Inhibition of the Synthesis of 20-HETE Reduces Proliferation (Ki-67 Staining) of Androgen-Sensitive Prostate Cancer Cells

In control conditions, 43.6 ± 3.5% of cells cultured in complete media were positive for Ki-67 staining (Ki-67+). Incubation with HET0016 (1 or 10 μM) for 48 h reduced the number of Ki-67+ cells to 23.4 ± 2.7 and 27.7 ± 3.3%, which represents a decrease of approximately 40% related to the control (p < 0.01 vs. vehicle for both) (Fig. 5a). The effect of 20-HETE withdrawal on cell proliferation was further analyzed on LNCaP cells grown in steroid-deprived media supplemented with DHT. Under basal conditions, 24.1 ± 2.4% cells were Ki-67+, and the addition of DHT, 0.1 nM (48 h), increased this value to 43.6 ± 5.4% (p < 0.05 vs. vehicle), whereas the co-incubation with HET0016, 10 μM, completely abolished the effect of DHT rendering only 22.0 ± 4.1% cells labeled with Ki-67 (p < 0.05 vs. DHT). Similar to what was observed on cell viability, HET0016 alone had no impact on proliferation in cells grown in steroid-deprived media (Fig. 5b).

Fig. 5.

Effect of HET0016 on the proliferation of LNCaP cells.
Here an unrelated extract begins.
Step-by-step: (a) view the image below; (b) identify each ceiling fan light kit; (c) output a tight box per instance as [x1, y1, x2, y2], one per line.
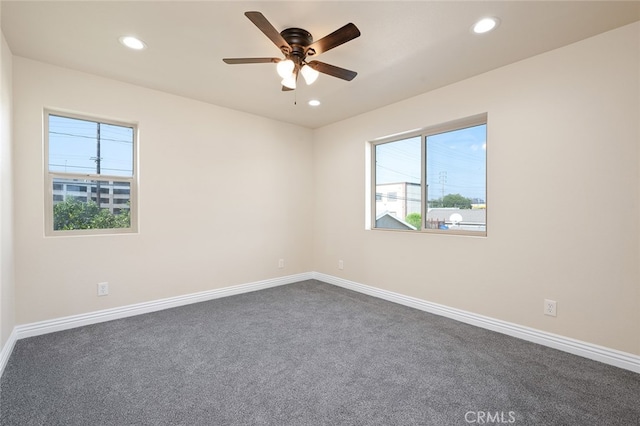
[223, 12, 360, 91]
Cells synchronized by serum deprivation for 16 h were further grown for another 48 h in a complete media in the presence of vehicle (control) or HET0016 or b steroid-deprived media in the presence of vehicle (control) or the indicated drugs. The expression of the nuclear Ki-67 antigen was analyzed by immunocytochemistry, and quantitation of cell proliferation is expressed as percentage of Ki-67+ cells. a n = 2, in triplicates (ANOVA p = 0.0045; **p < 0.01 vs. vehicle). b n = 3, in triplicates (ANOVA p = 0.0078; *p < 0.05 vs. vehicle; +p < 0.05 vs. DHT 0.1 nM). Values are presented as the mean ± SEM

Unexpectedly, incubation with 20-HETE (48 h) in steroid-deprived media had no effect on cell proliferation. The percentage of Ki-67+ cells grown in control conditions (vehicle, 24.1 ± 2.4%) was modified neither by indomethacin alone (26.8 ± 0.8%) nor by 20-HETE, 50 nM, added in the presence of indomethacin (26.3 ± 1.9%) (data not shown).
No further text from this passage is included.